This project is read-only.

Multi-threading deflation fails in certain cases

Jan 7, 2014 at 3:30 AM
I noticed a situation when deflating doesn't write all the data into the output file. Usually, everything is fine and I didn't figured out yet what conditions should meet for this to happen but I found at least one file. It is an MP3 file. When I create a new zip file (var objZipFile = new ZipFile(Encoding.UTF8)), then add this file (objZipFile.AddFile(objFile.PathName, String.Empty)), then call objZipFile.Save(objArchiveFile.PathName) with approximately 70 - 80% probability the result zip file will be incomplete and I won't be able to inflate it back.
I tracked the problem down to the ParallelDeflateOutputStream.Write method along with _DeflateOne method. ParallelDeflateOutputStream.Write spawns new tasks (threads) with ThreadPool.QueueUserWorkItem( _DeflateOne, workitem ) which in it's turn enqueues result buffers as _toWrite.Enqueue(workitem.index). Then EmitPendingBuffers takes its turn to actually write enqueued buffers and here is a problem with synchronization takes place.
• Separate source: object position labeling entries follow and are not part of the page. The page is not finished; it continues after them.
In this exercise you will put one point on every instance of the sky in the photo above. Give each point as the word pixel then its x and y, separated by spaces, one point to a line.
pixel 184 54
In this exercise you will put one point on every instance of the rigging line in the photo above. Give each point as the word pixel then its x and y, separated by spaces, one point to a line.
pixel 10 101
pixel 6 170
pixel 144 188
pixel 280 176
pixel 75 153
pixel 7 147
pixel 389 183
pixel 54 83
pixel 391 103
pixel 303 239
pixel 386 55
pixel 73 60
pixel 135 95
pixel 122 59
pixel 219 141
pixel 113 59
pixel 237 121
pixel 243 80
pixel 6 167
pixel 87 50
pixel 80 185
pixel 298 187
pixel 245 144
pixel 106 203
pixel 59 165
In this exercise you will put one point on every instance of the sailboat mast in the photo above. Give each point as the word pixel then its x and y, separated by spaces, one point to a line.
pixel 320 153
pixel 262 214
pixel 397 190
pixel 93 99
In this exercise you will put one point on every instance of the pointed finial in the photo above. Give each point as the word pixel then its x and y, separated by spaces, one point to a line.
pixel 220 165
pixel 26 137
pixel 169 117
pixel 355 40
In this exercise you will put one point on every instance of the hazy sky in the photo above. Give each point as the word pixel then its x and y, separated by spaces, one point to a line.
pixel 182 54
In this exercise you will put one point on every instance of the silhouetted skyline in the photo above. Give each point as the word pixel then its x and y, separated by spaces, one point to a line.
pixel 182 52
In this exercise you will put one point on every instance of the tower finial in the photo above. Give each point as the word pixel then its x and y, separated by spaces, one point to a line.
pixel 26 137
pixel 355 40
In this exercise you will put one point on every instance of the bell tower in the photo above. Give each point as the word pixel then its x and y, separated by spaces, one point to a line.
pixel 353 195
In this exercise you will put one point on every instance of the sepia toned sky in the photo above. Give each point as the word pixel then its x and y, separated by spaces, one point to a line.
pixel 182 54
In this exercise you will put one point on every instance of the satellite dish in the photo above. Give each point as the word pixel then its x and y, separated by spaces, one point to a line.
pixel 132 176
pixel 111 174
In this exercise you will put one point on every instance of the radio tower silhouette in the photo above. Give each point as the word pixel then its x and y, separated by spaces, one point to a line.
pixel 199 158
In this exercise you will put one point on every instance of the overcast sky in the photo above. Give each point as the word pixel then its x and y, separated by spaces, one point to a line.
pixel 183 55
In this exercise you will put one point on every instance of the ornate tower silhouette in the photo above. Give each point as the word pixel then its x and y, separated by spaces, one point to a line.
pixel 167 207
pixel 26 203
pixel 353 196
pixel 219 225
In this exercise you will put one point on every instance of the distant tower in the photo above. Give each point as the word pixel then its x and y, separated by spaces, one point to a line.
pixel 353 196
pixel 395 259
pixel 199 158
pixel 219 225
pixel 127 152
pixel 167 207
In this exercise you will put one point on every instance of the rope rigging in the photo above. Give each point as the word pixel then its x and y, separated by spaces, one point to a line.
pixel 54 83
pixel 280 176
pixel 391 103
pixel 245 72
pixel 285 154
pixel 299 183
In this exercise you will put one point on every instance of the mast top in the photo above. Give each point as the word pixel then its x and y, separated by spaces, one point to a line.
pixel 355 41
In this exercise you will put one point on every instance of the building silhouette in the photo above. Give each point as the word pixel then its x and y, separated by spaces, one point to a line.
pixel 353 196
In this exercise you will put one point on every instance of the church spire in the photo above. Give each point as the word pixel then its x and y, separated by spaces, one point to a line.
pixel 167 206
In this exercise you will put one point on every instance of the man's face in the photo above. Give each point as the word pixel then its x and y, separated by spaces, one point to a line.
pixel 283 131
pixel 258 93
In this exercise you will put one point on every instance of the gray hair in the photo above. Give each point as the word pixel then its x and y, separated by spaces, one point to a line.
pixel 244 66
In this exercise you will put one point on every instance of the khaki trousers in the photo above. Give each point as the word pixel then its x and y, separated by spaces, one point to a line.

ThreadPool.QueueUserWorkItem is called as many times as necessary to deflate the whole file but let's say the last 3 tasks (threads) are not started yet. The control goes to the EmitPendingBuffers to finalize the deflation and it writes all buffers which were ready by now but after that the last 3 tasks starts working processing the last chunks of the data which do not end up into the output file.
Did somebody notice this problem before and already have a solution how to fix it?

Thank you,
Jan 7, 2014 at 3:46 PM
It seems like this did the trick
        } while (doAll && (_lastFilled != _latestCompressed || _lastWritten != _latestCompressed));
but this is not entirely clean. The outer loop doesn't have waiting for _DeflateOne completion. Continue looking into it.